Mr. Keskin and his wife have a cell phone plan that charges them $5 for 200 text messages per month for each of their phones. The Keskins are charged an additional $0.12 for each text message over their 200-text-message limit. Their carrier has offered them unlimited text messages for both lines for $30. What is the maximum number of text messages that they can send in a month to keep their current plan as the better deal? What is the minimum? Explain.
for m minutes,
current plan: 5.00 + .12(m-200)
proposed plan: 30.00
so, we want solve
5.00 + .12(m-200) < 30.00
m < 409
Please explain, i'm having trouble understanding.
do you understand the expressions for the current and proposed plans? Those are just symbols for the words that described the plans. Read the problem carefully, and wherever they give some information, write it down in numbers or symbols.
To solve for m, just do the regular steps for solving an equation:
5.00 + .12(m-200) < 30.00
5.00 + .12m - 24 < 30
.12m < 49
m < 408.3
Assuming charges are for whole messages, that means m < 409.
Ohh ok thank you! I understand now!
To determine the maximum and minimum number of text messages the Keskins can send in a month to keep their current plan as the better deal, we need to compare the costs of both options.
Under their current plan, the Keskins pay $5 for 200 text messages per month for each of their phones. For a combined total of 2 phones, they pay $5 x 2 = $10 for 200 text messages each.
For any text messages over their limit of 200, they are charged an additional $0.12 per text message. Let's assume they send x text messages over their limit. Therefore, the additional cost for exceeding the limit would be $0.12 * x.
Now, let's compare this cost to the cost of the unlimited text messages plan, which is $30.
To determine the maximum number of text messages, we need to find the point where the cost of the current plan (including overages) is equal to the cost of the unlimited plan.
For the current plan, the cost is $10 (for 200 messages each) + $0.12x (overage fee).
So, we have: $10 + $0.12x = $30
Subtracting $10 from both sides, we get: $0.12x = $20
Dividing both sides by $0.12, we find: x = 166.67
Since we cannot have a fraction of a text message, the maximum number of text messages the Keskins can send to keep their current plan as the better deal is 166 (rounded down to the nearest whole number).

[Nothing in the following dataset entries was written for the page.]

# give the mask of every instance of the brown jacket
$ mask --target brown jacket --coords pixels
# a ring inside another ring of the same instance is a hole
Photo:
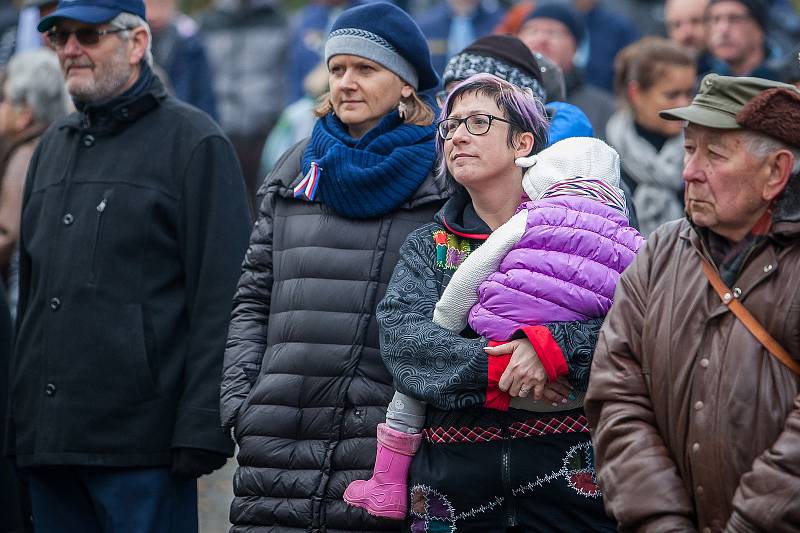
[[[800,217],[776,222],[735,283],[800,354]],[[625,271],[597,344],[586,414],[622,531],[800,531],[800,379],[722,305],[687,220]],[[727,528],[727,529],[726,529]]]

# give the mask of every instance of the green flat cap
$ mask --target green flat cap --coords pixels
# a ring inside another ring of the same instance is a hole
[[[708,74],[700,82],[700,92],[687,107],[665,109],[666,120],[686,120],[693,124],[724,130],[741,129],[736,113],[763,91],[775,88],[797,89],[793,85],[761,78]]]

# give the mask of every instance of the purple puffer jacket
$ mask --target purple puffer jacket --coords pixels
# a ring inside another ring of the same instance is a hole
[[[496,341],[525,326],[605,316],[644,239],[616,209],[588,198],[525,202],[525,233],[481,283],[469,324]]]

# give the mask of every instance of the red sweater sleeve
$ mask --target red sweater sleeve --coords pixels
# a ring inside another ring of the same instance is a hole
[[[489,346],[497,346],[498,344],[503,343],[489,341]],[[486,402],[484,403],[484,406],[489,409],[508,411],[511,396],[507,392],[501,391],[499,384],[500,377],[506,371],[509,361],[511,361],[510,353],[489,356],[489,379],[486,384]]]
[[[527,326],[522,328],[522,332],[536,350],[536,355],[539,356],[539,360],[547,372],[548,381],[555,381],[560,376],[566,376],[569,373],[567,360],[549,329],[545,326]]]

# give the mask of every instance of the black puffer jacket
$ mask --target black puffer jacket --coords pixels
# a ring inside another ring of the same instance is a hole
[[[396,531],[342,494],[369,477],[393,391],[375,308],[406,236],[448,192],[429,177],[389,215],[343,218],[293,198],[304,149],[262,187],[235,296],[221,394],[240,446],[232,531]]]

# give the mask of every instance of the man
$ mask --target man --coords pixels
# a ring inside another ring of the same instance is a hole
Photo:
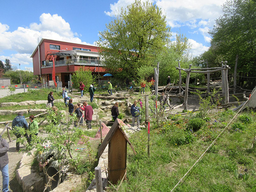
[[[108,94],[109,94],[110,95],[112,95],[112,84],[108,81]]]
[[[91,122],[93,119],[94,110],[92,106],[88,105],[86,101],[84,101],[83,105],[84,106],[84,120],[86,122],[87,128],[90,129],[92,128]]]
[[[21,129],[25,129],[25,131],[28,129],[27,122],[26,120],[25,117],[23,116],[23,112],[22,111],[19,112],[18,116],[13,120],[12,128],[14,131],[14,133],[17,138],[17,140],[16,140],[16,150],[19,151],[20,150],[20,142],[18,141],[18,139],[21,137],[19,131]],[[28,141],[29,138],[27,132],[25,133],[24,136],[26,137],[27,140]]]
[[[8,150],[9,144],[0,135],[0,170],[3,177],[3,192],[9,191],[9,159],[7,154]]]
[[[171,83],[171,78],[170,78],[170,76],[168,76],[167,78],[167,80],[166,81],[166,85],[169,84],[170,83]]]
[[[90,93],[90,100],[91,102],[93,102],[94,99],[94,92],[96,88],[94,87],[94,84],[92,84],[90,86],[90,87],[89,87],[89,93]]]

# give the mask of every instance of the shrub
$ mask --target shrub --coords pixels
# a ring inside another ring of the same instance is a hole
[[[205,121],[202,119],[199,118],[193,118],[191,119],[188,123],[187,128],[189,130],[192,130],[194,132],[196,132],[204,126],[205,125]]]

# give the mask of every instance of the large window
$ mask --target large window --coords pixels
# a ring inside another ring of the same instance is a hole
[[[58,50],[60,50],[61,46],[56,45],[50,45],[50,49],[57,49]]]

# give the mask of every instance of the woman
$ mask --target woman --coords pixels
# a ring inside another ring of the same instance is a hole
[[[114,119],[114,121],[115,121],[116,118],[117,118],[118,115],[119,115],[119,112],[118,111],[118,103],[117,102],[115,103],[115,105],[111,108],[111,115]]]
[[[82,97],[83,96],[83,92],[84,92],[85,85],[84,85],[84,84],[83,83],[83,82],[82,81],[80,81],[79,84],[80,85],[80,86],[79,86],[80,88],[80,91],[81,92],[81,96],[80,97],[80,98],[81,98],[81,97]]]
[[[72,103],[73,102],[73,99],[70,99],[68,101],[68,112],[69,113],[69,114],[71,115],[73,115],[72,113],[73,113],[74,110],[74,106]]]
[[[29,137],[28,143],[30,144],[32,137],[34,135],[38,134],[38,124],[36,120],[34,119],[34,116],[33,115],[29,116],[29,124],[28,125],[28,130],[29,130]]]
[[[51,103],[52,106],[54,106],[54,98],[53,94],[54,94],[54,93],[52,91],[51,91],[48,94],[48,103]]]

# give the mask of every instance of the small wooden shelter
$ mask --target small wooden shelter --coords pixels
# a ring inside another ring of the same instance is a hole
[[[100,158],[108,144],[108,180],[113,184],[116,184],[121,180],[126,172],[127,142],[136,154],[132,144],[123,128],[126,125],[117,119],[106,136],[99,149],[98,156]]]

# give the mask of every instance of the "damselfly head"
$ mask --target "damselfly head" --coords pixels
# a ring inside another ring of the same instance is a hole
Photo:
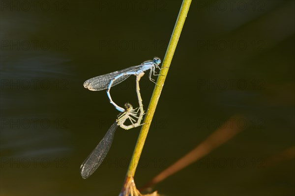
[[[154,63],[158,65],[160,65],[160,63],[161,63],[161,59],[160,59],[160,58],[157,57],[156,56],[154,57],[153,61]]]
[[[129,110],[130,109],[133,109],[133,107],[132,107],[132,105],[131,105],[129,103],[125,103],[124,106],[125,106],[125,108],[126,108],[126,110]]]

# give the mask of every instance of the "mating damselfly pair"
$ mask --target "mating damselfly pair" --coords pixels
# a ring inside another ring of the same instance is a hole
[[[94,77],[84,82],[84,87],[91,91],[107,89],[107,94],[110,102],[121,113],[118,115],[116,122],[111,126],[102,140],[81,165],[80,172],[83,178],[86,179],[91,175],[102,163],[111,147],[115,132],[118,126],[120,126],[121,128],[128,130],[142,125],[141,123],[144,115],[144,110],[140,95],[139,81],[144,75],[144,72],[150,70],[149,80],[155,83],[154,79],[151,78],[151,75],[152,74],[153,75],[159,75],[156,74],[155,68],[161,70],[159,67],[161,59],[158,57],[154,57],[152,60],[145,61],[140,65]],[[123,109],[113,101],[110,94],[110,90],[112,86],[121,83],[131,75],[136,76],[136,92],[139,106],[138,109],[133,109],[130,103],[126,103],[125,104],[125,109]],[[139,112],[139,114],[137,116]],[[137,120],[134,119],[137,119]],[[124,124],[127,120],[130,121],[131,124]]]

To determine the minimum number of text messages, we need to find the point where the cost of the unlimited plan is less than the cost of the current plan (including overages).
For the current plan, the cost is $10 (for 200 messages each) + $0.12x (overage fee).
So, we have: $10 + $0.12x > $30
Subtracting $10 from both sides, we get: $0.12x > $20
Dividing both sides by $0.12, we find: x > 166.67
Since x represents the number of text messages and it cannot be a fraction, we round up to the nearest whole number. Therefore, the minimum number of text messages the Keskins can send to keep their current plan as the better deal is 167.
In summary, the maximum number of text messages the Keskins can send in a month to keep their current plan as the better deal is 166, while the minimum number is 167.